Premier Li Meets With Japanese Delegation

Premier Li Keqiang of China has met with a visiting Japanese friendship delegation, in a sign of the increasing thaw between the neighbors after more than two years of political tension.

On Thursday, Mr. Li, the second-highest-ranking Chinese leader, held talks with members of the 21st Century Committee for China-Japan Friendship, a government advisory body made up of retired diplomats and scholars. The members of the Japanese delegation, led by Taizo Nishimuro, had arrived in Beijing on Wednesday and met with their Chinese counterparts, headed by Tang Jiaxuan, a former Chinese State Council member.

During Thursday’s meeting in Beijing, Mr.
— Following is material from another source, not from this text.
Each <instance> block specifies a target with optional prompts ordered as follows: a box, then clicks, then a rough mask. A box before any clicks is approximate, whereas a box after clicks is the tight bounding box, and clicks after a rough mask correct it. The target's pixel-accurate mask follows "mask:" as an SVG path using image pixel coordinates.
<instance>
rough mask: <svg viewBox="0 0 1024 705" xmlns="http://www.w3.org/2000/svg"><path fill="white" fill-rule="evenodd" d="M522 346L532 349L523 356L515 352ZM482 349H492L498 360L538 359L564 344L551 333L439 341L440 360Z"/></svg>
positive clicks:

Li told the group that the “healthy and stable growth” of bilateral relations was “of vital importance” to both countries as well as the region, according to Xinhua, the official Chinese news agency.

Mr. Li also said that moving forward required “the spirit of drawing lessons from history,” but did not address a continuing territorial dispute in the East China Sea directly, Japan’s Kyodo news agency reported, citing a Japanese government official.
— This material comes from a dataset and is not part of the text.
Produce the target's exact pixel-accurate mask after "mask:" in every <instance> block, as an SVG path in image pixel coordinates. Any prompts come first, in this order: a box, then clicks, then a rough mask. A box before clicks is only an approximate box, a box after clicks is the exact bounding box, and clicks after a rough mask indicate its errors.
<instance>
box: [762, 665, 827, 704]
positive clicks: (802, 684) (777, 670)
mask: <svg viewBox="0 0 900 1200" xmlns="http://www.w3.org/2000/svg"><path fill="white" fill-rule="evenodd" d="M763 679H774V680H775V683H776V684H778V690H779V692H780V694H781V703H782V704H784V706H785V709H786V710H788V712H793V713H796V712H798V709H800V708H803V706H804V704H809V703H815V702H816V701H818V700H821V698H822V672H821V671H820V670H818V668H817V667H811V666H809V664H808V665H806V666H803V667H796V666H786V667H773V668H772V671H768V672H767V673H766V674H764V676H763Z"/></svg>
The encounter was made possible by a breakthrough meeting between the leaders of the two countries on the sidelines of the Asia-Pacific Economic Cooperation forum in Beijing last month. Despite that short and rather frosty encounter, a symbolic handshake between President Xi Jinping and Prime Minister Shinzo Abe has paved the way for the resumption of high-level talks between Asia’s two leading economies.
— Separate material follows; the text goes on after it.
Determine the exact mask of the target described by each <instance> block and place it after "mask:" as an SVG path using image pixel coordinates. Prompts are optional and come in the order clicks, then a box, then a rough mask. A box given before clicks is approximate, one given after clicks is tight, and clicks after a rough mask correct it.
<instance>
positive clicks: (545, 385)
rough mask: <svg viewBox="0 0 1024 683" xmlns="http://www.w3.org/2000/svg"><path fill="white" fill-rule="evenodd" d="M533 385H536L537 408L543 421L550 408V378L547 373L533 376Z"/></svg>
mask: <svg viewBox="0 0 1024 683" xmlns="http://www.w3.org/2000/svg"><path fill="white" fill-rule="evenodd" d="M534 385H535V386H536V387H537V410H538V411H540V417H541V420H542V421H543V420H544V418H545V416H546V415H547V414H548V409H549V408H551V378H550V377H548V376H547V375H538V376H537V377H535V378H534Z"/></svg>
Divergence over the handling of historical issues, accompanied by China’s increasing assertiveness on the world stage, has dogged ties between the two countries. China sees Japanese leaders as being inadequately remorseful over Japan’s invasion of China in the 1930s, and relations took a turn for the worse in September 2012 after Japan nationalized a rocky group of islands in the East China Sea that both China and Japan claim.

Protests in China subsequently broke out in several cities, aimed at Japan, and coast guard ships from the two countries circled one another continuously around the disputed islands, called the Senkaku in Japan and the Diaoyu in China. Relations declined further in December 2013 when Mr. Abe visited a controversial shrine in Tokyo where Japan’s war dead, including convicted war criminals, are honored.

In another sign that relations are on the mend, the two countries are set to resume a high-level conference on energy conservation this month in China, a Japanese official said Friday.

The Japan-China Energy Conservation Forum will take place in Beijing, but the exact location and date have yet to be decided by the two sides, said Mr. Hisamori, an official at the Japanese Ministry of Economy, Trade and Industry, who declined to give his full name.

Although it had been held annually since 2006, the meeting did not take place last year because the “Chinese side said it was not ready to have the meeting,” Mr. Hisamori said.

During a meeting of the friendship group Wednesday, Mr. Tang, who presided over the group and also heads the semiofficial China-Japan Friendship Association, again pointed to the importance of history to bilateral ties as he said that China, along with Japan’s other Asian neighbors, will be “paying a great deal of attention to how the Japanese government and leaders will handle next year and what kind of message they will transmit.”

It will be a significant opportunity for Japan to “achieve real reconciliation with its Asian neighbors” by re-examining history, Mr. Tang said.

Next year marks the 70th anniversary of the end of World War II, and the Chinese government has said it will organize a series of events to commemorate the anniversary, which it also calls the World Anti-Fascist War and Chinese People’s War of Resistance Against Japanese Aggression. The memories of Japan’s brutal invasion of China are often replayed in Chinese news media, particularly during times of political tension.

Included in the commemorations will be a new documentary on the war that was created by the state-run China Radio International and China’s State Archives Administration.

Called “Today in the History of War Against Japanese Aggression,” the series is composed of five-minute episodes spanning the years 1931 to 1945 and will be shown daily online and on TV, according to the archives spokesman, Mr. Yang.

The series will rely on mostly new material, some of which has never been seen. It will remind Chinese viewers not only of the Sino-Japanese war but also of “China’s contributions to the anti-fascist war,” Mr. Yang said.

Correction: December 5, 2014
An earlier version of this article misstated the year of a visit Prime Minister Shinzo Abe of Japan made to a war shrine in Tokyo. Mr. Abe visited the shrine in December 2013, not December 2012.